I am reading etale cohomology and a question about the compatibility of Poincare duality and the definition of compactly supported cohomology comes to my mind.
Suppose $U$ is a smooth open sub-variety of a smooth variety $X$ of dimension $d$ defined over a number field $k$. \begin{equation} j:U \rightarrow X \end{equation} It induces a pull-back homomorphism, \begin{equation} j^*:H_{et}^{2d-r}(X,\mathbb{Z}/\ell \mathbb{Z}) \rightarrow H_{et}^{2d-r}(U,\mathbb{Z}/\ell \mathbb{Z}) \end{equation} whose dual defines a homorphism \begin{equation} (j^*)^\vee:(H_{et}^{2d-r}(U,\mathbb{Z}/\ell \mathbb{Z}))^\vee(d) \rightarrow (H_{et}^{2d-r}(X,\mathbb{Z}/\ell \mathbb{Z}))^\vee(d) \end{equation} which by Poincare duality defines a homomorphism, \begin{equation} H_{et,c}^{r}(U,\mathbb{Z}/\ell \mathbb{Z}) \rightarrow H_{et,c}^{r}(X,\mathbb{Z}/\ell \mathbb{Z}) =H_{et}^{r}(X,\mathbb{Z}/\ell \mathbb{Z}) \end{equation} On the other hand, from the definition of compactly supported cohomology group \begin{equation} H_{et,c}^{r}(U,\mathbb{Z}/\ell \mathbb{Z}):=H^r_{et}(X,j_!(\mathbb{Z}/\ell \mathbb{Z})) \end{equation} there is also a homorphism \begin{equation} H_{et,c}^{r}(U,\mathbb{Z}/\ell \mathbb{Z})=H^r_{et}(X,j_!j^*(\mathbb{Z}/\ell \mathbb{Z})) \rightarrow H^r_{et}(X,\mathbb{Z}/\ell \mathbb{Z}) \end{equation}
Are the two morphism from $H_{et,c}^{r}(U,\mathbb{Z}/\ell \mathbb{Z})$ to $H^r_{et}(X,\mathbb{Z}/\ell \mathbb{Z})$ the same?

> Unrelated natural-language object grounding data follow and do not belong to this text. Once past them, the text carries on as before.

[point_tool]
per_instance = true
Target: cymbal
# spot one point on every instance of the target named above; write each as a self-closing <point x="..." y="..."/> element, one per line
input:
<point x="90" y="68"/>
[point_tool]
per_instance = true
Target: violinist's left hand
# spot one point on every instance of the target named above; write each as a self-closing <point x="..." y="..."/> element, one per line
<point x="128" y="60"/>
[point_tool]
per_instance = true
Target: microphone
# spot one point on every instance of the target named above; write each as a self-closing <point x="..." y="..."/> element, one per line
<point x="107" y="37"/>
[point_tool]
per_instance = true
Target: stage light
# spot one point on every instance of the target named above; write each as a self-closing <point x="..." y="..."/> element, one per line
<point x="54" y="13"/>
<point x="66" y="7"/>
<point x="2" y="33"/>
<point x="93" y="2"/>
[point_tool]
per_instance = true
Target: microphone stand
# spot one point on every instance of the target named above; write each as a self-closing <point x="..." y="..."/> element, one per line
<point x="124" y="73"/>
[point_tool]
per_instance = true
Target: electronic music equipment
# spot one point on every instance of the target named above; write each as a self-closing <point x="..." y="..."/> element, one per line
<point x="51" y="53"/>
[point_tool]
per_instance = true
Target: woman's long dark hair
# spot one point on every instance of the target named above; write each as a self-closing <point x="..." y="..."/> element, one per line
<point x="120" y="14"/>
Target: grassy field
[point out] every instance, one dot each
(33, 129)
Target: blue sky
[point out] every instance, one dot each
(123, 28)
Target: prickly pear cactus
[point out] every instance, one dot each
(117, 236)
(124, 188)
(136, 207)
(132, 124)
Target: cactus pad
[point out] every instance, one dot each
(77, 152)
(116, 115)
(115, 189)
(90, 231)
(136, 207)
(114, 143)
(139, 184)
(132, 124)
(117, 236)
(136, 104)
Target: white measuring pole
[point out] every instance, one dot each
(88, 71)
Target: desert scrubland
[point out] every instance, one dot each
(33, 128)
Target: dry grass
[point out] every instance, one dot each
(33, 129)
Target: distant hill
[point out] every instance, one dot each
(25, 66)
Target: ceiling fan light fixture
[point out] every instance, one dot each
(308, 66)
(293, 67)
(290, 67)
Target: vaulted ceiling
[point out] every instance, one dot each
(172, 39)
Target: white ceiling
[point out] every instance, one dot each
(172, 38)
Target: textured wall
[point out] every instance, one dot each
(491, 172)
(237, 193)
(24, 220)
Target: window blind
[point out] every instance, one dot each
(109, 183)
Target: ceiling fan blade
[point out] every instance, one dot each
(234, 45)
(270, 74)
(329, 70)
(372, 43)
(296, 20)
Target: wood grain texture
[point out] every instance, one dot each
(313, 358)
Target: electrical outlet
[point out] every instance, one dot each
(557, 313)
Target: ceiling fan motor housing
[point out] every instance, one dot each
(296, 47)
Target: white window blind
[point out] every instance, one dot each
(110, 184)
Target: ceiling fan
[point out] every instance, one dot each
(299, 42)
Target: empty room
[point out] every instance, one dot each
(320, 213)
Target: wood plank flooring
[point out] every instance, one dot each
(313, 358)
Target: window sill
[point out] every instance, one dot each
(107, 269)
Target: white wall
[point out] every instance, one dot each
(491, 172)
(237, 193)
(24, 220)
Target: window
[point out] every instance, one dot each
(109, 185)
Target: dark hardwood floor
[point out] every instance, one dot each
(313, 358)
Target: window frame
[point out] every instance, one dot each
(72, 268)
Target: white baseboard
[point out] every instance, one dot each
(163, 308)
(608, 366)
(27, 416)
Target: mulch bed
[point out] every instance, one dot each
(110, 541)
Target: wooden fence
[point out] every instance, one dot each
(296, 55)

This is true. Let me work in the bounded derived category $D^b_{et}(X, \mathbb{Z}/\ell)$ first, and denote by $g: X \to Spec(k)$ the structure morphism. All morphisms in the following will be derived. Then one can consider the counit map $$\phi: j_! j^* \mathbb{Z}/\ell \to \mathbb{Z}/\ell$$ and apply the duality operator $\mathbb{D}_X = \mathcal{RHom}(-, g^! \mathbb{Z}/\ell)$ to it. This gives $$\mathbb{D}_X(\phi): \mathcal{RHom}(\mathbb{Z}/\ell, g^! \mathbb{Z}/\ell) \to \mathcal{RHom}(j_! j^* \mathbb{Z}/\ell, g^! \mathbb{Z}/\ell)$$ which, as $\mathcal{RHom}$ interacts favourably with the adjunctions, gets transformed into the unit map $$\mathcal{RHom}(\mathbb{Z}/\ell, g^! \mathbb{Z}/\ell) \to j_*j^*\mathcal{RHom}(\mathbb{Z}/\ell, g^! \mathbb{Z}/\ell)$$ of the adjunction between $j_*$ and $j^*$. Finally, by Poincaré duality for $X$ smooth and proper (I assume you want $X$ to be proper!), we know $g^! \mathbb{Z}/\ell \cong \mathbb{Z}/\ell(d)[2d]$, so $\mathbb{D}_X(\phi)$ is just a shift of $$\psi: \mathbb{Z}/\ell \to j_* j^* \mathbb{Z}/\ell.$$
Now observe that $g_* j_! j^* \mathbb{Z}/\ell = R\Gamma_c(U, \mathbb{Z}/\ell)$ and $g_* j_* j^* \mathbb{Z}/\ell = R\Gamma(U, \mathbb{Z}/\ell)$, so $g_* \phi$ and a twist of $g_* \psi$ correspond exactly to your two maps of cohomology groups, which thus coincide.